1440 m, une longue crête de 200 m de long sur à peine 10 au plus large. Depuis l’est le fort est invisible, aucune fortification, la falaise protège naturellement, côté ouest à peine plus accessible, le rempart file sur la roche tout au long de l’éperon. Pas d’ostentation, de l’efficace, un fort de garnison dans toute sa splendeur surtout au couchant. Le site est désert, plus bas, à la passe, un berger séculaire nous a refilé un verre de thé brûlant, j’aimerais pas y séjourner l’hiver. A partir de la route, entre 150 et 200 m de dénivelé, une petite demie heure en ligne droite pour parvenir au socle des rochers qui porte la muraille, il s’agit plus d’un mur de soutènement. La porte typiquement arménienne, en façade un arc surbaissé composé de 8 voussoirs, vue de l’intérieur, un arc en ogive constitué de 12 autres voussoirs. A cet endroit la déclivité est d’au moins 40°, dans l’enceinte ou plutôt sur le faîte les espaces plans sont rares. Présents depuis toujours, d’énormes blocs obstruent les passages, quitte à élever de semblables murs pourquoi ne pas aménager la plateforme. Les rares constructions sont disséminées sur une langue de gazon fin entre d’énormes rochers, tu imagines assez difficilement les déplacements rapides sans se fouler une cheville ou se tordre le cou. Un trait caractéristique des châteaux arméniens de Cilicie, un extérieur soigné, un système défensif efficacement impressionnant, et le chaos dans la basse-cour. Nous en déduirons hâtivement que l’apparat, ainsi que la puissance dégagée comptaient pour beaucoup dans l’établissement du statut nobiliaire. Maran n’a pas la majestueuse ambition de Toprak, Geben, Yilan ou de Vahga son intervisible suzerain, 20 km les espacent.  « La beauté du paysage nous rendait muets », un coup d’œil circulaire, la lumière rasante, la pierre vire au doré et le registre des verts s’amplifie, déjà les sommets voisins s’embrument.

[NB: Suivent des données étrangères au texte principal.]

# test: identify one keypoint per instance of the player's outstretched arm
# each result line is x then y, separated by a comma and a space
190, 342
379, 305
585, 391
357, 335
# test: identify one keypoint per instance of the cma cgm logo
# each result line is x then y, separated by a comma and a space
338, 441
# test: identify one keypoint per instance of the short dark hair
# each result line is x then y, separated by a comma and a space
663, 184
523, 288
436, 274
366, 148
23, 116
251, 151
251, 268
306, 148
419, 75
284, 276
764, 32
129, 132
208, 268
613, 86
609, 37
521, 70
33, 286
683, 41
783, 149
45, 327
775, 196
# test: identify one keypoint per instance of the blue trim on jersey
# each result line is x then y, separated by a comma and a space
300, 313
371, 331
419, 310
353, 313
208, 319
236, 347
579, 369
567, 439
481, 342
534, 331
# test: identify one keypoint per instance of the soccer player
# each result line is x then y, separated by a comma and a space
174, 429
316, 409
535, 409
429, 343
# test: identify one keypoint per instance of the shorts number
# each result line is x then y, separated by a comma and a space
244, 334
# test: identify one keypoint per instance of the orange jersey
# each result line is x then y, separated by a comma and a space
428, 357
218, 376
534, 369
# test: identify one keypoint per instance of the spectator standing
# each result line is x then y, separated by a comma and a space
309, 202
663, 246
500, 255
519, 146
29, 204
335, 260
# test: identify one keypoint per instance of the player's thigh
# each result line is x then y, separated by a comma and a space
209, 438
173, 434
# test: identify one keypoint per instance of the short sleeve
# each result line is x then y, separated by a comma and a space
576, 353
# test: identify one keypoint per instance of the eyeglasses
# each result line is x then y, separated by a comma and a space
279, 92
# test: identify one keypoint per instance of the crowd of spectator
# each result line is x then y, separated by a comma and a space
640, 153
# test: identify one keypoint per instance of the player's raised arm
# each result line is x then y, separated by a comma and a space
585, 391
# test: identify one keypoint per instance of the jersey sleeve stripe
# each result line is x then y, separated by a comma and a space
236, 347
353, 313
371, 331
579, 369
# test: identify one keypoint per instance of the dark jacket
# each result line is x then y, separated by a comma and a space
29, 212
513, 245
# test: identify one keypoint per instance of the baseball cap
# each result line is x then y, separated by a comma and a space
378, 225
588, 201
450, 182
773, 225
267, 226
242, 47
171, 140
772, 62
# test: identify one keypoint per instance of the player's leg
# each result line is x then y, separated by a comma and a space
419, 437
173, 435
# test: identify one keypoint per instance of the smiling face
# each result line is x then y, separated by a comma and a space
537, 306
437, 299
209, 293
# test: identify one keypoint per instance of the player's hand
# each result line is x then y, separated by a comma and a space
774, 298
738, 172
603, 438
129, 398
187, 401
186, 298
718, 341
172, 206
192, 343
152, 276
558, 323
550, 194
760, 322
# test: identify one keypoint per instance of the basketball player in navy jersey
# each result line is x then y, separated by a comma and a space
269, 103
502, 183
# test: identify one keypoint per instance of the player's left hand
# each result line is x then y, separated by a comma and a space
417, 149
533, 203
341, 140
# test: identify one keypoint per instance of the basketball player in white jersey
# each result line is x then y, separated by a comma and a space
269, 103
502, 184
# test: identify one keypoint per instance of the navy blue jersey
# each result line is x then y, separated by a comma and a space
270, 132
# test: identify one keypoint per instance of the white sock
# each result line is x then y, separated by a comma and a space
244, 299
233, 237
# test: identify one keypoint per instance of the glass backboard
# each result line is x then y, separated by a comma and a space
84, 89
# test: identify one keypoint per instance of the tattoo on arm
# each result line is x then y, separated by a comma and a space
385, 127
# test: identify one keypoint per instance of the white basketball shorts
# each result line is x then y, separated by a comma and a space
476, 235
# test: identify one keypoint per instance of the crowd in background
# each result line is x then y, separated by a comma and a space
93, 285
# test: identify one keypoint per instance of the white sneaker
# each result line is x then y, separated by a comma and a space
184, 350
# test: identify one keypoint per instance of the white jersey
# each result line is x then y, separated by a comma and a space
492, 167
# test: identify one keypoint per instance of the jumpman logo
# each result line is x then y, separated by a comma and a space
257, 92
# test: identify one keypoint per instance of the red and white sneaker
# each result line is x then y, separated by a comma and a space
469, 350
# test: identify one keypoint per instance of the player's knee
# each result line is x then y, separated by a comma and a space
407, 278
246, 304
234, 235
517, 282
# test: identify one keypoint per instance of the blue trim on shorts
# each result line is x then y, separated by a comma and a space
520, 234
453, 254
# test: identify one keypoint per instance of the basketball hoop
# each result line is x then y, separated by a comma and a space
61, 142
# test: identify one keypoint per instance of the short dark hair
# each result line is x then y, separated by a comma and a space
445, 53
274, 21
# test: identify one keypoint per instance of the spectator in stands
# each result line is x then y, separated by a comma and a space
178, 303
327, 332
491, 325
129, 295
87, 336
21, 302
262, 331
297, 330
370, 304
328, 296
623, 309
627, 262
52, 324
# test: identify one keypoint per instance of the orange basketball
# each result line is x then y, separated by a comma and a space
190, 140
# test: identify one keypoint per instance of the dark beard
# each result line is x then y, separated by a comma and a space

Depuis le dernier relevé d’Edwards en 1979, la chapelle est devenue un tas de pierres, ses soubassements sont encore en place. Vers la pointe Sud, légèrement en contrebas, à demi taillées dans le rocher deux salles contiguës devaient plus servir de celliers ou de corps de garde que de citernes. Pour les amateurs, il en subsiste une vaste au milieu de l’éperon dans une redoutable anfractuosité de la roche, couverte par une voûte, elle était fermée à l’ouest par le mur d’enceinte. Les téméraires y descendront en ayant pris soin de laisser une corde à leurs copains assis à califourchon sur le rempart, surplombant 20 m de vide. Pour rejoindre Maran ; dans le centre de Feke en venant de Kozan, juste après un pont, empruntez une route plein ouest. Au début, suivre la vallée jusqu’au huitième kilomètre, à la bifurcation prendre à droite vers Kaiserli. Au terme d’environ 15 km, les rares murs du côté Nord-est sont visibles. Sous la falaise au bord de la route, en semi troglodytique les quelques habitations du hameau de Maran, Position : lat. 37° 49 986 N, long. 35° 48 581 E R.C.